Lo sguardo fisso, quasi spento.  

Si abbottonò la giacca della divisa verde bottiglia, lentamente. Senza fretta e con perizia. Ad ogni bottone infilato, un pensiero sfuggiva al controllo della ragione e così alcune riflessioni si accavallavano, correndo veloci. Tanto che arrivò a chiedersi se fosse stato davvero per compiacere suo fratello, che avesse accettato. 

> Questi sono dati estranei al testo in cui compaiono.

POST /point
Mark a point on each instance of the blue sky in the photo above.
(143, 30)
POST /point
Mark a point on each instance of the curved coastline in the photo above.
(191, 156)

O forse, era soltanto un modo per autopunirsi? Infliggersi una condanna in modo pieno e consapevole, per espiare la colpa grave di cui in passato si era macchiato e che mai si sarebbe perdonato? 

Si aggiustò il colletto, fissando nuovamente quell’immagine. L’immagine di un ragazzo che si stava privando coscientemente della libertà.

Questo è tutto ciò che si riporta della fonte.